We asked our readers to submit their favorite pranks for April Fools’ Day, and fools rushed in to share their top stunts and hoaxes. Suffice it to say, there are some dirty, rotten pranksters around town.
We voted, and have published three of our favorites here. These and all other submissions are posted on our Web site at islandpacket.com/aprilfools. Read them carefully to guard against becoming the victim of any practical jokes today.
And when you’re done reading, go out and try one of those new left-handed Whoppers. We hear they’re quite tasty.
WINNER - Most Elaborate: Teresa Hammonds and Amie Carlton, Bluffton
Upon learning that the New York Giants would play the Green Bay Packers for the NFC Championship and a possible trip to the Super Bowl XLII, I remarked to my husband that I would love to steal our friend Eric’s “Giants Fan Parking Only” sign and ransom it back to him. I enlisted the help of our friend Amie and of course I had to let Eric’s wife, Jessica, in on it. Since Eric owns his own business and could be at home at all hours of the day, Jessica’s involvement was a must.

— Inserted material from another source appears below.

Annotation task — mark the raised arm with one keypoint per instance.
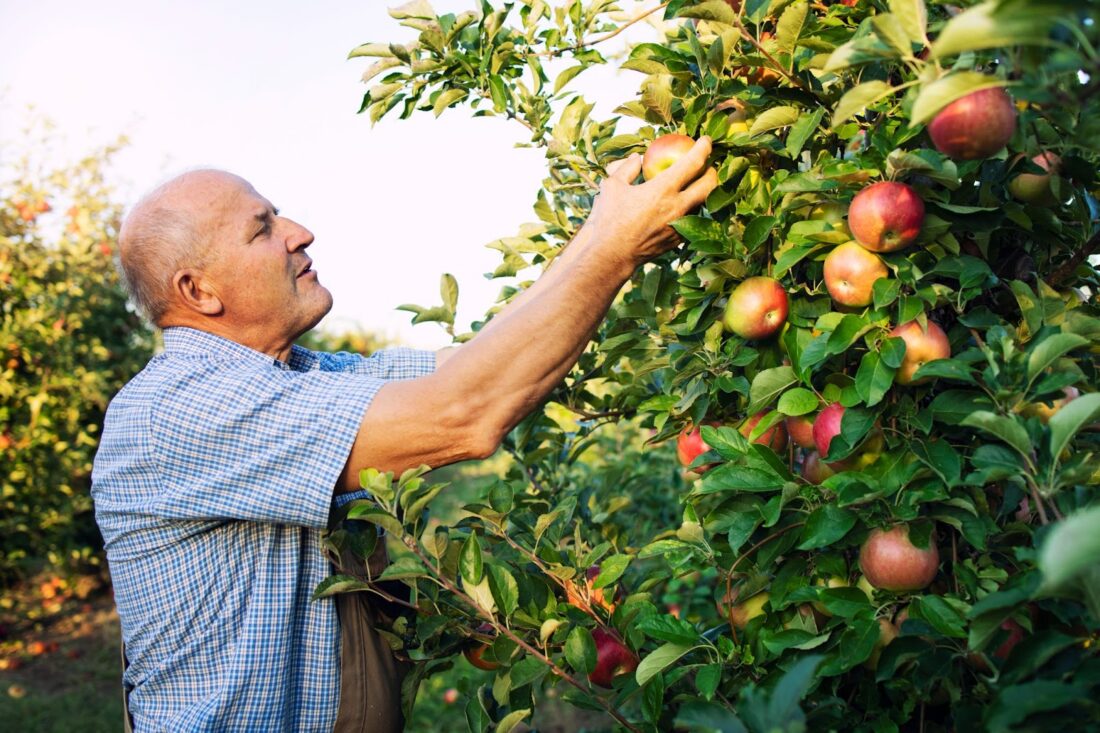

I did not know at the time he also had proudly displayed in his yard a blow-up Giants football player — of course this just increased the fun. Once we got our hands on the sign and doll, we proceeded in dressing the doll up in everything we could get our hands on. We put him in lingerie, Halloween costumes, bathing suits, etc. and of course took his picture. The sign was photographed in various shots of peril as well. He was sent a picture everyday along with the following enclosed instructions.
Tuesday: Kidnapped doll and sign and left “We Have Taken Your Sign” note.
Wednesday: Left note “If You Want To See Your Sign and Blow Up Doll Again” and pictures. (The sign read: Tonight at 6:23 you must put on the enclosed hat and shirt, exit your home, walk five paces due south, spin around three times and loudly recite the included message verbatim!) The shirt was an old T-shirt that I ironed on “I, Eric Schleicher, Am A Cheesehead, I Have Always Been A Cheesehead, I Love Cheese, I Love Cheese, I Love Cheese!”
For the hat, I took the cheese out of plastic wraps and put in yellow contruction paper and glued it to an old ball cap of my husband’s. Eric, not to be outdone, made a cardboard man, dressed him up in the hat and t-shirt and hung it from a tree in the front yard. Can’t think of what the neighbors thought was going on at his house!
Since Jessica, his wife, was in on the joke, she would call and give us daily updates. Now, Eric is blaming all of his neighbors and enlisted one to go around and look at the exterior siding of all the homes in the neighborhood to find the house pictures with the doll in the photo he received! Thank goodness it rained! He was so sure that it was one couple in his neighborhood that he planned to go down in the middle of the night and spray paint the Giants emblem on their yard! He also enlisted neighbors to watch the house during the day. This meant of course, neither Amie nor I could now deliver the items, so we hird a courier, who upon learning of the joke did not even charge us!
Thursday: Courier delivered note “Good Try Eric” and picture of the sign over a shredder. (The sign read: Good try Eric! But the ref called a “Twelfth man on the field” penalty, five yards. We warned you about this! There fore if you want to see your blow-up doll and sign again, do the following: Hang the delivered poster on your porch. Since you are so fond of spotlights, use one to illuminate the poster for all to see day and night!) The poster we put in a simple black poster frame. He did hang this on the porch and placed spot lights on it for all to see.
Friday: Courier delivered note “Eric You’re Doing Well,” CD and picture. The CD was music we found on iTunes with songs such as “I Love Bret Favre,” “When The Packers Kick Your ...” and “I’m Proud To Be A Packer Fan.” Although he was really enjoying the prank, the CD sent him through the roof because he could not figure out who we were!
Saturday: Courier delivered note, balloons in the Packers colors, doll and pictures. He did display all in the front yard, along with a very large wooden score board he made! Luckily the neighbors were all good friends, whom we all know, and no one complained about the shrine and rivalry obviously going on in Eric’s front yard.
Sunday: Courier delivered note and cake. (The note read: “The Peacemaker.” Eric, here is a sweet treat we promise is edible to eat! The clock has run down to 30 seconds, enough time for two more plays. Look for your sign to be returned in the fourth quarter, personally by the “Stinky Cheesehead Gang.”) The way we ended the whole thing and delivered the sign back had to be the best of all. We made a large two-layered cake with the Giants emblem on the top. In the center of the cake we wrapped the sign, the “Priceless” note, and the pictures of Amie, I, and the little doll having lunch and drinking Margaritas at the Cornerstone Grill. We called his wife and had her tell him to cut the cake at half time. Since he was not expecting us until the fourth quarter, we were able to park down the road, walk up to the garage, listen outside as he cut the cake and found the sign and pictures. We walked in right as he finished. It was great!
Another thing that makes this whole thing hilarious is neither Amie nor I are Packers fans and could have really cared less who won!